Business growth in Hong Kong SAR to accelerate; business on Chinese mainland to maintain steady expansion. Business in Hong Kong SAR: We note that COVID-19 conditions have improved significantly since 1QFY23. The relaxation of containment measures and stimulative actions of the Hong Kong SAR government have further boosted consumer sentiment. We believe customer traffic recovered to the 5M21 level in Hong Kong SAR in May, and revenue growth should further accelerate in 2-3QFY23. Business on the Chinese mainland: We note that offline customer traffic gradually increased with improving COVID-19 conditions in first-tier cities such as Shanghai and Shenzhen. However, we believe the tightening requirement for valid proof of negative COVID-19 test results still impacts consumption at EC Healthcare’s service centers. Regarding the firm’s expansion plans for these service centers, it opened two new centers in Shenzhen in July with the average floor area of about 576 sqm, as the disruptions to refurbishment of new service centers eased due to improving COVID-19 conditions. Currently, EC Healthcare has 18 service centers on the Chinese mainland, where the firm is steadily expanding its channels under the asset-light model. We expect this to bolster its full-year revenue growth on the Chinese mainland.

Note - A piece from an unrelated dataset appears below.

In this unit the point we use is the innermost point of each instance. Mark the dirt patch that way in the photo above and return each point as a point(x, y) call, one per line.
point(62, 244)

Multi-business ecosystem continues to improve; upbeat on the firm’s initiatives to build a leading platform to offer one-stop medical aesthetic and health care services in the Greater Bay Area. EC Healthcare continues to enrich its diversified brands. As of FY22, the firm has built seven brands in the medical aesthetics segment, offering services to different consumer groups. The firm also has 27 brands in the medical services segment, covering preventive medicine, testing and laboratory, general and specialized medical services. In FY22, the proportion of customers purchasing from two different brands reached 27.5%, and revenue contribution from existing customers increased 5.4ppt to 64.3%. We think this reflects the improved customer loyalty and repurchase rate, with clear advantages in the closed-loop ecosystem. We expect EC Healthcare to build a leading platform offering one-stop medical aesthetic and health care services in the Greater Bay Area through steady organic growth and external expansion.
Financials and valuation
Given the slower-than-expected recovery of the firm’s medical aesthetic services, as well as impact on the profit from revenue structural changes, we lower our FY23 and FY24 EPS forecasts 12% to HK$0.29 and 12% to HK$0.42. The stock is trading at 24x FY23e and 17x FY24e P/E. Considering the firm’s growth potential in the medium and long term, we maintain an OUTPERFORM rating and TP of HK$9, implying 31x FY23e and 22x FY24e P/E with 28% upside.
Risks
COVID-19 resurgence; intensified competition; medical care issues; regulatory headwinds; goodwill impairment.